Immunofluorescence staining
For immunostaining of cryosections, the slices underwent three 10 min wash each in 0.05% PBST. Brain sections were then blocked by incubating them in 0.1% PBST containing 10% normal goat serum (NGS) for 1 h. The sections were then immersed with primary antibodies in the blocking solution at 4 °C overnight. After three washes with 0.05% PBST, the sections were incubated with secondary antibodies in the blocking solution at room temperature for 2 h. Nuclear staining with 4’,6-diamidino-2-phenylindole (DAPI, Molecular Probes) was conducted at room temperature for 15 min. All steps were carried out in the dark. The coverslips were mounted with antifade mounting medium (VECTASHIELD® Vibrance™) and stored at 4 °C until imaging. For immunostaining of vibratome sections, the slices were permeabilized in PBS containing 0.2% Triton X-100 (PBST) for 30 minutes. Then, the brain sections were soaked in 0.2% PBST with 10% NGS and 5% BSA, followed by incubation with primary antibodies in 0.2% PBST containing 5% NGS and 5% BSA at 4 °C for 2–3 days. After six PBS washes, the sections were incubated with secondary antibodies in 0.2% PBST containing 2.5% NGS and 2.5% BSA at room temperature for 2 hours. DAPI was used for nuclear staining, and the sections were incubated overnight at 4 °C. All steps were performed in the dark, and the coverslips were mounted with antifade mounting medium (VECTASHIELD® Vibrance™) and stored at 4 °C until imaging.

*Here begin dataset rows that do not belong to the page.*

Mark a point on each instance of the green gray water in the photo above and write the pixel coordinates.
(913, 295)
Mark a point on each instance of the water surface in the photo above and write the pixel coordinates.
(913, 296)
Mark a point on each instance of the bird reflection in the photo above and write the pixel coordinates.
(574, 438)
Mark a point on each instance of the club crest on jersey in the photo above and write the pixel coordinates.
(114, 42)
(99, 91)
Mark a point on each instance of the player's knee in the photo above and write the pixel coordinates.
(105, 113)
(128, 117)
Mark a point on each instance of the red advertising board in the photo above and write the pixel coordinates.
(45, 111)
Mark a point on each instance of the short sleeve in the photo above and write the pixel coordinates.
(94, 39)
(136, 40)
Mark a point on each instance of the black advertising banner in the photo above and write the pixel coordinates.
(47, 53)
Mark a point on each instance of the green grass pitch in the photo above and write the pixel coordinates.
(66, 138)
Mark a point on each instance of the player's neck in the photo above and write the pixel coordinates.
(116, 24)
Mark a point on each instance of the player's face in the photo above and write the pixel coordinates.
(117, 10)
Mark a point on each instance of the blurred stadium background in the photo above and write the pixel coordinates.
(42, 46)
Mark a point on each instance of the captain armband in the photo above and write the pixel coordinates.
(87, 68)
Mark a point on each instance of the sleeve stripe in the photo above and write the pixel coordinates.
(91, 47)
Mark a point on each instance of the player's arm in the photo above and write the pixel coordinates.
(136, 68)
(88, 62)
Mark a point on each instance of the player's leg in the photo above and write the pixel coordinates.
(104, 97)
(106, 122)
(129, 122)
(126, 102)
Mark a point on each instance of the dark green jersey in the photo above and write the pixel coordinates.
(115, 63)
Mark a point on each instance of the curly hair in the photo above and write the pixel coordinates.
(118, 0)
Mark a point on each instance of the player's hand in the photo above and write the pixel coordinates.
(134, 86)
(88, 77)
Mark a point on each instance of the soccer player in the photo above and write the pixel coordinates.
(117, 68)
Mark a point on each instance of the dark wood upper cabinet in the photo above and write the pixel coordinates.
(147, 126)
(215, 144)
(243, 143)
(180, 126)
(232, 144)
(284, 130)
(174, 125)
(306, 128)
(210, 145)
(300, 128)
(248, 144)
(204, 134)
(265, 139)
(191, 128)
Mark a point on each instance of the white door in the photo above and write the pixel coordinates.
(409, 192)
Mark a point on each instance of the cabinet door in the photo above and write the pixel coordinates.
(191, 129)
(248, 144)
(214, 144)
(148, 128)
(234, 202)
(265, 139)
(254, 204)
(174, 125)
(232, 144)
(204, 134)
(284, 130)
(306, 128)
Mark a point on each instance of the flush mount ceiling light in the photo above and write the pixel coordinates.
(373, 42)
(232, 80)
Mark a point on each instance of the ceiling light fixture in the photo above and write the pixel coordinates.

The primary antibodies used for staining were: FOXJ3(1:500; Affinity Biosciences, AF0602, https://www.affbiotech.com/goods-1139-AF0602-FOXJ3_Antibody.html), PTEN (1:500; CST, 9559S, https://www.cellsignal.com/products/primary-antibodies/pten-138g6-rabbit-mab/9559), TSC1 (1:500; CST, 4906S, https://www.cellsignal.com/products/primary-antibodies/hamartin-tsc1-antibody/4906), TBR1 (1:500; Abcam, ab31940, https://www.abcam.com/tbr1-antibody-ab31940.html), TBR2 (1:500; Abcam, ab23345, https://www.abcam.com/tbr2--eomes-antibody-ab23345.html), CTIP2 (1:500; abcam, ab18465, https://www.abcam.com/ctip2-antibody-25b6-ab18465.html), SATB2(1:500; Santa Cruz, sc-81376, https://www.scbt.com/p/satb2-antibody-satba4b10?srsltid=AfmBOoplp-XvgR2LrqcLV7-bOVwlS5fcz1YvopqXU5SArKzYQdh3kwRG), RORB (1:500; R&D, PP-N7927, https://www.rndsystems.com/products/human-ror-beta-antibody-clone-n7927-n7927_pp-n7927-00), BRN2 (1:500; Santa Cruz, sc-393324, https://www.scbt.com/p/brn-2-antibody-b-2?srsltid=AfmBOoqF0knd1AuP6tdlihlYYGTy9nZs42L90W0Uig6ejDTOejhy7rG3), Ki-67 (1:500; Abcam, ab15580, https://www.abcam.com/ki67-antibody-ab15580.html), SOX2 (1:500; Millipore, AB5603, https://www.merckmillipore.com/TW/zh/product/Anti-Sox2-Antibody,MM_NF-AB5603?ReferrerURL=https%3A%2F%2Fwww.google.com%2F), GFP (1:1000; Abcam, ab13970, https://www.abcam.com/gfp-antibody-ab13970.html). The secondary antibodies used were as follows: goat anti-mouse, anti-rabbit, anti-chicken or anti-rat Alexa Fluor-546, Alexa Fluor-488, and Alexa Fluor-647 conjugated antibodies (1:500; Invitrogen).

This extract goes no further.